Montreal Gazette

Poignant mash-up examines gender, race

Welcome to Braggsvill­e T. Geronimo Johnson William Morrow

- KENDAL WEAVER

The basic storyline of T. Geronimo Johnson’s novel Welcome to Braggsvill­e is straightfo­rward and intriguing: Take four young, liberal-minded students at the University of California at Berkeley. Then send them on a class project that includes a fake lynching to be sprung during a Civil War reenactmen­t in a small Georgia town. What possibly could go wrong? In Johnson’s telling, a lot can go wrong — both funny and frightful — as this cross-country mash-up of cultures provides a potent learning experience for the novel’s central figure, D’aron Davenport.

D’aron is a bright, gentle white student who grew up in Braggsvill­e but fled to the more intellectu­ally challengin­g environs of Berkeley. There he becomes fast friends with three classmates — Charlie, a black athlete; Louis, a Malaysian with plans to be a standup comic; and Candice, a blond from Iowa whom D’aron would like to know as more than a friend.

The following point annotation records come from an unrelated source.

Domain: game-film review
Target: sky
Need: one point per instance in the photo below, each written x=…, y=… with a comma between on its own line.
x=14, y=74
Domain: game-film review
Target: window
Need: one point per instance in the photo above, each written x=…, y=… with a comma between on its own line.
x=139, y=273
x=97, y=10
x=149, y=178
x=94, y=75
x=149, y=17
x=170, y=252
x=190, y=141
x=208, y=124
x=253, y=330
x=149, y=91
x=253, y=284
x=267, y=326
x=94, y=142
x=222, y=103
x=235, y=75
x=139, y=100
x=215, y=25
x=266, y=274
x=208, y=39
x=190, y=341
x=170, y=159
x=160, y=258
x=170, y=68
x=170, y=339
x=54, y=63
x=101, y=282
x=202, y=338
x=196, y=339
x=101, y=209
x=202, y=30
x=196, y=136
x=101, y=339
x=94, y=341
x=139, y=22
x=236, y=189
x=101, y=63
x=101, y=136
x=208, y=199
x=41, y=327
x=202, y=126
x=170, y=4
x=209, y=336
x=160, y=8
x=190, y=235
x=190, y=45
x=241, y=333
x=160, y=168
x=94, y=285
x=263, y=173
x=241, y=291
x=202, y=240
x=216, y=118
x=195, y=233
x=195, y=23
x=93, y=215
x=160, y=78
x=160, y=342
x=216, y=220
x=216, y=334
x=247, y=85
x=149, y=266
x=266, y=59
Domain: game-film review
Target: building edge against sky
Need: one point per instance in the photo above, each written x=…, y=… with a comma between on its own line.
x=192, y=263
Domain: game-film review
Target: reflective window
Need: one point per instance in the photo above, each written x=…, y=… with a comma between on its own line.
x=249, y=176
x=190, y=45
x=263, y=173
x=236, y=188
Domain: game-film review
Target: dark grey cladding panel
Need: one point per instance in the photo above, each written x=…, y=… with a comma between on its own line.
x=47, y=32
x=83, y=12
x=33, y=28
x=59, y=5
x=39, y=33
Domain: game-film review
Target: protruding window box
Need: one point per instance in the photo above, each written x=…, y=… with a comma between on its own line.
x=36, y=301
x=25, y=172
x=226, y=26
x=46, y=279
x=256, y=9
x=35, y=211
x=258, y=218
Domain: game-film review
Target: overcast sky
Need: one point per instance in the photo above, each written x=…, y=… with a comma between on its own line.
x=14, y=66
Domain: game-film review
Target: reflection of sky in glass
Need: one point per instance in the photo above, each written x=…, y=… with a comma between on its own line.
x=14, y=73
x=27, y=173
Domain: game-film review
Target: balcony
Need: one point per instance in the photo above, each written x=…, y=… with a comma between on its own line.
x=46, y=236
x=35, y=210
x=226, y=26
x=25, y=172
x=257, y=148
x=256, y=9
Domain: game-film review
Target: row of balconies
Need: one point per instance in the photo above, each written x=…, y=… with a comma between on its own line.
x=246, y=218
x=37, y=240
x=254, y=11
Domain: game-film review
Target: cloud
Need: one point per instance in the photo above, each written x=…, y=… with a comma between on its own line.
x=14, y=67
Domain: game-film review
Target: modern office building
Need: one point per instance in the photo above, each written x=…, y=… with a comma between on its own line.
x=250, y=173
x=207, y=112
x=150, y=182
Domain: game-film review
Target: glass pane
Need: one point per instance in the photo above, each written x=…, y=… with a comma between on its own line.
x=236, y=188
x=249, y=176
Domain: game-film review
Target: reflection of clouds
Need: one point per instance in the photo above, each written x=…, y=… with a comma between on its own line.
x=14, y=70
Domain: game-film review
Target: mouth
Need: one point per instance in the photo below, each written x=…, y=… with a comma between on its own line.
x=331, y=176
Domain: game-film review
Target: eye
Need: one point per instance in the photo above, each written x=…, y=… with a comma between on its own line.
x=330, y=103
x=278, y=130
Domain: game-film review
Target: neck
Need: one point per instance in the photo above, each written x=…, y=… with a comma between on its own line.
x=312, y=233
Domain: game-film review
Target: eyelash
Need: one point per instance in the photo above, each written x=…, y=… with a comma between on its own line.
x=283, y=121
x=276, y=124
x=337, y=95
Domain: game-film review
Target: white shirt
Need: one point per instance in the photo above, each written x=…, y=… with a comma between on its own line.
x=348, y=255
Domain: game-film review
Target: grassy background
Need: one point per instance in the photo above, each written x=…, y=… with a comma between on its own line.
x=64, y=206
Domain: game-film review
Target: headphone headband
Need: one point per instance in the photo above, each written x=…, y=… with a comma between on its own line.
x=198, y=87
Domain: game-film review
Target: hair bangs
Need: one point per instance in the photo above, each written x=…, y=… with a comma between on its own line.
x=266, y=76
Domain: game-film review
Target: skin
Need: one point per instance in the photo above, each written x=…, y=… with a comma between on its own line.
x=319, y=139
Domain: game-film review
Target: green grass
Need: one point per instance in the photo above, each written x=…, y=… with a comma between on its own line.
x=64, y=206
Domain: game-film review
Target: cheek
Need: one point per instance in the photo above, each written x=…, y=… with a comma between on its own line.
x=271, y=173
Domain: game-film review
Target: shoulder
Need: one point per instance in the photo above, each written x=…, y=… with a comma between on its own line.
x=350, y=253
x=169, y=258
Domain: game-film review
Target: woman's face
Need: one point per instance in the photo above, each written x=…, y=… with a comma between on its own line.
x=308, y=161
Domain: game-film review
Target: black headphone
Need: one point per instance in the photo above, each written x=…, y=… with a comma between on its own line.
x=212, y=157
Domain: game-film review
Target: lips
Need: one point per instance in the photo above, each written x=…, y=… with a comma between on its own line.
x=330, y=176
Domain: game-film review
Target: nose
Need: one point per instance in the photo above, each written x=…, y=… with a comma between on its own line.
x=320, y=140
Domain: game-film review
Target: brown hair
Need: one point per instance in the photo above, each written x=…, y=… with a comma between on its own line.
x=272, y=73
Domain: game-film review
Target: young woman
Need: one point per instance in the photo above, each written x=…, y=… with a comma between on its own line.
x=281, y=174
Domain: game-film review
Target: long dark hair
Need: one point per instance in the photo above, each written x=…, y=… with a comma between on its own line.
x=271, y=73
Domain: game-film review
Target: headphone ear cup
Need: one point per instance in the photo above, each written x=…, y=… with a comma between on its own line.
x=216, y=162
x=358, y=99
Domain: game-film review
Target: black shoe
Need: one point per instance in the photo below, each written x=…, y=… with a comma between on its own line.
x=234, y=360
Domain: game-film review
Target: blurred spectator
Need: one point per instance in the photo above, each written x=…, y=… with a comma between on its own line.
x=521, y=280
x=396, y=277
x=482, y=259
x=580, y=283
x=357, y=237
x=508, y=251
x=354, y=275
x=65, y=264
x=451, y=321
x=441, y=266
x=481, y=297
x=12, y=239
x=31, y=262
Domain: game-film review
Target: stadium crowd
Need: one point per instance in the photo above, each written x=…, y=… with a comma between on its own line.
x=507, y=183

While this may be the basic plot and cast of main characters, Johnson does not follow convention when it comes to structure and style. The narrative, for example, opens with a single sentence that runs on for more than a page of hip-hop-infused lingo that introduces D’aron through his youthful years — “D’aron the Daring, Derring, Derring-do, stealing base, christened D’aron Little May Davenport, DD to Nana, initials smothered in Southern-fried kisses …” — all leading up to his first day at Cal.

Over the course of the novel, scenes and events generally unfold in a more customary form, but the chronology is purposely choppy and the dialogue at times encourages a second, closer reading. These narrative diversions and jazzy prose riffs will frustrate some readers but thrill others.

Racial and gender issues are spun around by Johnson as D’aron is filled with dread over the mock lynching and its aftermath. But as 21st-century U.S. culture crisscross­es with the nation’s history, Johnson’s story evokes more than satirical humour.